The RM1.6bil deal is also illustrative of the fact that strategic investors à la the YTL group see longer-term value in assets that public markets do not necessarily fully value.
The conglomerate is known for its bargain-hunting strategy. The acquisition of Lot 10 and its surrounding areas at the height of the financial crisis in 1998 underlines this.
Similar strategies were adopted in its pursuit of assets overseas such as Wessex Water Ltd in the United Kingdom and Singapore’s PowerSeraya power plant.
YTL Corp’s executive chairman, Tan Sri Francis Yeoh, has been apt to boast of the group’s ability to scoop up assets on the cheap.
On Thursday, YTL Corp through wholly-owned subsidiary YTL Cement Bhd offered to acquire a 51% stake in Lafarge Malaysia held by parent company LafargeHolcim Ltd of Switzerland.
Lafarge Malaysia is currently the biggest cement producer in the country with around 35% market share.
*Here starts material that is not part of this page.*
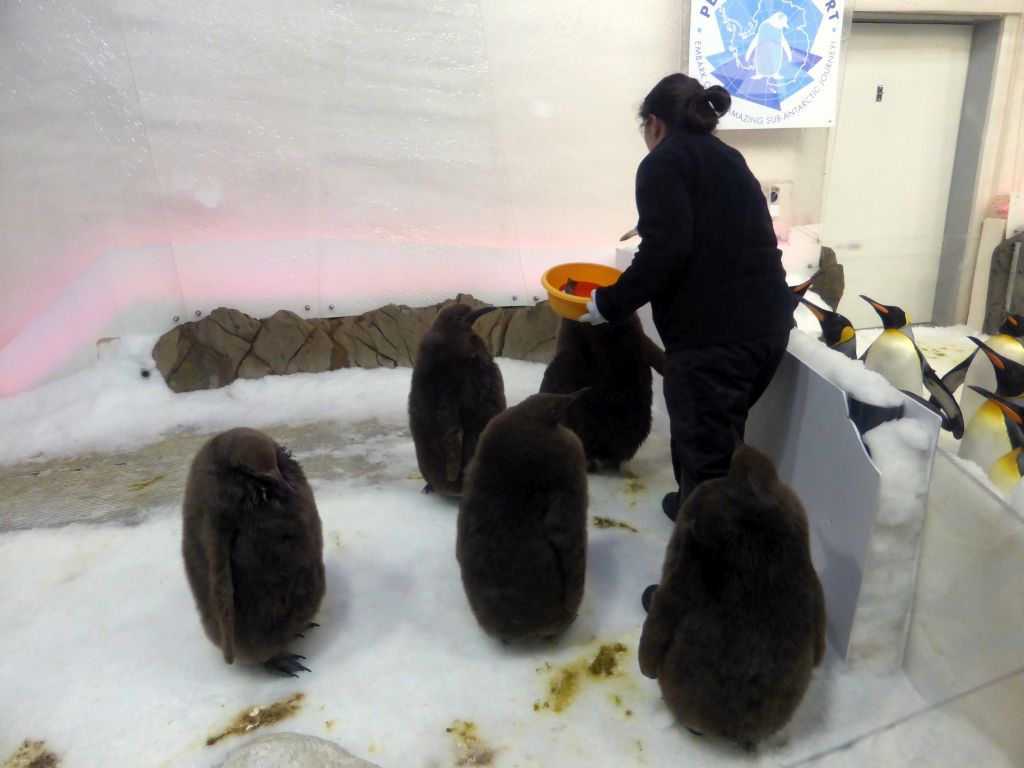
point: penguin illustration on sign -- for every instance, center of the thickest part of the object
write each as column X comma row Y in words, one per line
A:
column 769, row 47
The purchase would vault YTL Corp to the position of dominant cement producer in the country, effectively cornering around a 60% market share.
In addition, LafargeHolcim has signed an agreement with YTL Cement Singapore PTE Ltd for the divestment of its entire 91% shareholding in Holcim Singapore Ltd.
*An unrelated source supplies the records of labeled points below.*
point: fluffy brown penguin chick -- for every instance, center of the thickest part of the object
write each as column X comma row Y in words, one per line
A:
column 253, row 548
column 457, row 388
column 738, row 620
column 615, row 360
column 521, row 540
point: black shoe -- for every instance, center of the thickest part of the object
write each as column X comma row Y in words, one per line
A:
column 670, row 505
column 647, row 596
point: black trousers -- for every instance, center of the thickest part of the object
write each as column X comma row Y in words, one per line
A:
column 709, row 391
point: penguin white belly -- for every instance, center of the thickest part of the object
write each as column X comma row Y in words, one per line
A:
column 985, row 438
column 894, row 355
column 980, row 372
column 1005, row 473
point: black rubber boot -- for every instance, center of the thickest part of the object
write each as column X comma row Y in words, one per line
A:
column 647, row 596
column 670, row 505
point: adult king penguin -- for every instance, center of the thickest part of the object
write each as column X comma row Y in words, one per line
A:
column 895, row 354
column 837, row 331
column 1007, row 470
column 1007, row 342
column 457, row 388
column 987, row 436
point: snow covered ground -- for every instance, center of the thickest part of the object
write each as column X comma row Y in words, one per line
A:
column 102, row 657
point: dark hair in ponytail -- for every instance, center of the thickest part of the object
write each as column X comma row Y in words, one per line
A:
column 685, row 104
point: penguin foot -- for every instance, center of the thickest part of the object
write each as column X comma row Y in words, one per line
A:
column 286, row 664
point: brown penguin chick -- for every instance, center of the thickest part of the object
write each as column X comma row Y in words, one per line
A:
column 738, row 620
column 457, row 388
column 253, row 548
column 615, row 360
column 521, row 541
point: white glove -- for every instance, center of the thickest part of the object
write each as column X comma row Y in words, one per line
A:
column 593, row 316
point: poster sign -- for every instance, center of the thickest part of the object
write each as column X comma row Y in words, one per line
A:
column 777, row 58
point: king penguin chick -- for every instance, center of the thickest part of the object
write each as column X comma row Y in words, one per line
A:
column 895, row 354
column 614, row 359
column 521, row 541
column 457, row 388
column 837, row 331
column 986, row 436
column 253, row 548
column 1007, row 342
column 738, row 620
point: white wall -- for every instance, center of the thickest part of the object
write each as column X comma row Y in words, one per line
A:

However, the cement industry is suffering from a huge over-capacity not only in Malaysia but also the region. Cement plants have been running at close to half their utilisation rates for the last few years, a reflection of the stiff competition and lack of demand.
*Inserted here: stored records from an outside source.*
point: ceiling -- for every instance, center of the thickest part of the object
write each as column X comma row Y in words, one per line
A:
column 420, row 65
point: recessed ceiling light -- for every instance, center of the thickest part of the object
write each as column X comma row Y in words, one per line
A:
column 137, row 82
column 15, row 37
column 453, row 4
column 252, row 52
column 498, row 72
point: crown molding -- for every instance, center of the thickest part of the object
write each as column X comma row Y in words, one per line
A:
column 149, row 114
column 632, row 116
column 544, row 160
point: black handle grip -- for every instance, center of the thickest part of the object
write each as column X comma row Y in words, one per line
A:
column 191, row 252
The industry is further depressed by aggressive discounts given by the cement producers just to see through sales, say industry players.
On the back of an excessive over-capacity and low demand environment, is YTL Corp biting off more than it can chew by acquiring LafargeHolcim’s Malaysian and Singaporean cement assets?
Sources say YTL Corp has been looking to expand its cement operations and towards this end, was looking at cement plants in the region. In Malaysia, YTL Corp, which started as a contractor and supplier of concrete, graduated to be a cement producer by acquiring Pahang Cement Sdn Bhd in 1998.
In 2004, it went on to buy Perak-Hanjoong Simen Sdn Bhd and later in 2007 acquired China’s Zhejiang Hangzhou Dama Cement Co Ltd.
Currently, the cement division is the third-largest contributor to YTL Corp’s overall business. YTL Cement’s operations are largely based in Malaysia. However, unlike the utilities segment which gives YTL Corp steady cash flow, the cement division has seen its profitability dropping.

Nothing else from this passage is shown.